Agreed, although it wouldn't have been the first time that I'd seen a client trying to book a dividend declared on one date against the loan account with an effective earlier date (to avoid BIK issues ). "Trying" being the operative word in more senses than one!
https://www.taxinsider.co.uk/1684-Directors_Loan_Accounts_Allocate_Your_...
worth a look?
https://assets.publishing.service.gov.uk/government/uploads/system/uploa...
also worth bearing in mind?
Forgive my confusion but what is the date to which the company draws up its accounts? I think we all assume it is 31 March but as that is (also) the Financial Year end (for all) it could be a little confusing.
I raise the point because, for S455 purposes what is important is that the loan is repaid within 9 months of the end of the company's accounting year in which the loan is made (if a charge is to be avoided).
One other point, assuming the year end is 31 March, a dividend based on later profits will be an interim dividend for the year (to 31 March 2020). It is not voted and is only available when "paid". I will not go through the circular discussion but HMRC accept that payment can be made by crediting it to the DLA. So, it is important that entries are made in the company records evidencing the crediting on a date (before the 9 months are up) if you are to avoid a S455 charge.

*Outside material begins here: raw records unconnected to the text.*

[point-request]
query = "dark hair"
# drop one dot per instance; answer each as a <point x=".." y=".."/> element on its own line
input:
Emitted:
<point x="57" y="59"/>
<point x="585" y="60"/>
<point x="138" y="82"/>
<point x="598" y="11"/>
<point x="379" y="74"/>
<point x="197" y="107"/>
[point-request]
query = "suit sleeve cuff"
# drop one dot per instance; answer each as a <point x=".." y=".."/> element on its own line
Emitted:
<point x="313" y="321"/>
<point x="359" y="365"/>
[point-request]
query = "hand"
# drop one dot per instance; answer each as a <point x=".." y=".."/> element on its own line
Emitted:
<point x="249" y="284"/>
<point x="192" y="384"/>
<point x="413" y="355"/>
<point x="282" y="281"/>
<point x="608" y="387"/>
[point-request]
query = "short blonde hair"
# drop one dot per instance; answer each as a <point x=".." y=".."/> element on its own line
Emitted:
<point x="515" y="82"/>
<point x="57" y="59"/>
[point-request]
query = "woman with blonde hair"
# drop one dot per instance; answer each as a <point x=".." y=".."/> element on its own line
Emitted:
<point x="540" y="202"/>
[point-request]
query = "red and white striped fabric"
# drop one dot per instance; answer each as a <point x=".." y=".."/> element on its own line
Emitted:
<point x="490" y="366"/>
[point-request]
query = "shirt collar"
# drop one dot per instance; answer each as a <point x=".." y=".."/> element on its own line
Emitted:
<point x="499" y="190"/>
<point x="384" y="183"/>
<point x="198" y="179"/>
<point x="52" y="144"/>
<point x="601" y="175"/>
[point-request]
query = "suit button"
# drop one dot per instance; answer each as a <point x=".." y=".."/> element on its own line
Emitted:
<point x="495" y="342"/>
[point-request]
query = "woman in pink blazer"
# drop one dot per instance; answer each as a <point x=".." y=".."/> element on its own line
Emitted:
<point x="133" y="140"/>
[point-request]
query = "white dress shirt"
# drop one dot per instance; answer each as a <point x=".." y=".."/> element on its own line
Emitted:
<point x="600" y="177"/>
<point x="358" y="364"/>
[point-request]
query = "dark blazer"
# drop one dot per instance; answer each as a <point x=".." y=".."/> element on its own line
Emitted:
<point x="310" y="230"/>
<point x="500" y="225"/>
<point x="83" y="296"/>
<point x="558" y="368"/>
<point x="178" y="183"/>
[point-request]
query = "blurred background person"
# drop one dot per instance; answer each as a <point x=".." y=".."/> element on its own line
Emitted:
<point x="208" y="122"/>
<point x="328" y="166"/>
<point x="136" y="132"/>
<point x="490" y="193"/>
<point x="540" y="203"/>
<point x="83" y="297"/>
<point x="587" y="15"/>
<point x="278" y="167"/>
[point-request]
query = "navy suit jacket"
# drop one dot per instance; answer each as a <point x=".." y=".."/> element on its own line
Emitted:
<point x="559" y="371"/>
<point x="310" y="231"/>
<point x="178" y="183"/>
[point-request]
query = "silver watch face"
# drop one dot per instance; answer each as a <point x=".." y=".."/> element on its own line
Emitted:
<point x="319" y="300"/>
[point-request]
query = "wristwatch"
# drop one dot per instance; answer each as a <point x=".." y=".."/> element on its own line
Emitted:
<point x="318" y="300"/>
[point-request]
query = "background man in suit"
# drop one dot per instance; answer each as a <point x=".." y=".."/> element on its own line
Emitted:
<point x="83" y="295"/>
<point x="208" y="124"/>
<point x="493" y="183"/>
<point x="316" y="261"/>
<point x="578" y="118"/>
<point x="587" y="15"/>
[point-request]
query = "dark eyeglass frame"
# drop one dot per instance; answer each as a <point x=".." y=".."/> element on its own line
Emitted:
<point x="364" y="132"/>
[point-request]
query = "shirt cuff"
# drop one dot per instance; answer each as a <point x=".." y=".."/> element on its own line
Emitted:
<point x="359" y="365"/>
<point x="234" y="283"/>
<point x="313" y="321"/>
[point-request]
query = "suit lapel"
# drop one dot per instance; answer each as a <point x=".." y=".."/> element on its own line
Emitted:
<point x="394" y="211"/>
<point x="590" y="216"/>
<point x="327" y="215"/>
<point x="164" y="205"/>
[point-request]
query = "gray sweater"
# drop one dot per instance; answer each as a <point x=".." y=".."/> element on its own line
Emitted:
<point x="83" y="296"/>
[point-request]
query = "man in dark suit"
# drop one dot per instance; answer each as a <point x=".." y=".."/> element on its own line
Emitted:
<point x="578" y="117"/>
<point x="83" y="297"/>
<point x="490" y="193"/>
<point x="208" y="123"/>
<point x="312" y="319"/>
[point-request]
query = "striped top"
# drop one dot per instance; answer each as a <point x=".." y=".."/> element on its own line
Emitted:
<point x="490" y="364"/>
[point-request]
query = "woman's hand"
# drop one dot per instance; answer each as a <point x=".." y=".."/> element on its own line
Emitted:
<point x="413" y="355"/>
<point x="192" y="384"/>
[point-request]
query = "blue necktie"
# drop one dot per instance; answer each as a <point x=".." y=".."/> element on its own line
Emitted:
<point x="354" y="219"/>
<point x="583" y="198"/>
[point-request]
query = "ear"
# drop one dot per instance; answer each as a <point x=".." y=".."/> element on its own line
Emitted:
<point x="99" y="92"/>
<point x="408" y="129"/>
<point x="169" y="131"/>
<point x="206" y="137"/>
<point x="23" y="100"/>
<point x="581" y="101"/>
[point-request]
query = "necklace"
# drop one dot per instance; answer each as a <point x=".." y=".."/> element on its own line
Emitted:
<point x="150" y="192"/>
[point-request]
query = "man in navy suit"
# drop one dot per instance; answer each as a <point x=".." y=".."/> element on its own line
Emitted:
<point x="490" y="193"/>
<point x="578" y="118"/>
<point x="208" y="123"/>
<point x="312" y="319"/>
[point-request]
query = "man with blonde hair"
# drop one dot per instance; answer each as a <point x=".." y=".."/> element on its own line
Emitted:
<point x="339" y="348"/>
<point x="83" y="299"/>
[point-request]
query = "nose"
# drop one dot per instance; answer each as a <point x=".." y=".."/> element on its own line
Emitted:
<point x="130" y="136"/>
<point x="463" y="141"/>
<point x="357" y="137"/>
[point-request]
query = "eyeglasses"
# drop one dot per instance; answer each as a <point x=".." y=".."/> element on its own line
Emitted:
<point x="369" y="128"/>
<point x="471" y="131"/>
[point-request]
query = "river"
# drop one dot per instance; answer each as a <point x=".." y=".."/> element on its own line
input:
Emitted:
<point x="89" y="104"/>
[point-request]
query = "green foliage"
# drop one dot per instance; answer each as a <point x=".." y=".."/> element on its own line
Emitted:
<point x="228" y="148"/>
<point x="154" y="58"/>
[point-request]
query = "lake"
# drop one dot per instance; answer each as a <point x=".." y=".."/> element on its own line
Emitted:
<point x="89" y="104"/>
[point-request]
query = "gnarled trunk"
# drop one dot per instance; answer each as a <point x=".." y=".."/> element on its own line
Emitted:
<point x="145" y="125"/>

The evidence of minutes etc is not really necessary because it is all about "payment".
Joining rather late in the day, I note the last sentence of the first paragraph re further advances. It is (or perhaps was) my understanding that repayments of such loans worked on the basis of 'last out, first repaid' i.e. the dividends must cover the whole of the loan as at the date the dividend is credited and not just that to the year end. I think the 30 day rule (or an implication of it) is then that there must not be a further loan for at least 30 days
The bed and breakfast rules do not apply to repayment by way of dividend credited to the loan account.
More than happy to be corrected on that point, thank you! However, wonder what HMRC will say if they see a full repayment made by a date within the 9 months rule and then a (substantial) loan started in the year and outstanding at the next year end. Have (and accept that this should be in the past tense these days!) always advised clients not to have an overdrawn balance at a following year end when discharging an earlier loan.
HMRC can say what they want. At present there is nothing in the legislation to allow them to attack such arrangements from a section 455 point of view. If you think about it, the dividend will give rise to a tax charge that might otherwise have been paid as section 455 tax so HMRC are not really losing out. Of course, if the dividends are regular HMRC have other attack options open to them.
S455 (more accurately its predecessor s286) was introduced as a form of anti-avoidance. If taxable income is taken and used to repay the loan, the provisions have done what they were supposed to do. So HMRC have no reason to be concerned.
B&B rules are aimed at circumstances where "repayment" is, for want of a better term, artificial. The legislation allows for a loan to be outstanding for, effectively, 21 months and as with so many other aspects of tax, if a taxpayer uses the legislation to his advantage, so be it. As I understand it, HMG (that is who legislates) had to accept such a situation if CTSA was to work for s455 as well as CT.
Please don’t forget there may well be beneficial loan interest that needs to be reported on a p11d, unless some interest has been charged on the overdrawn loan account.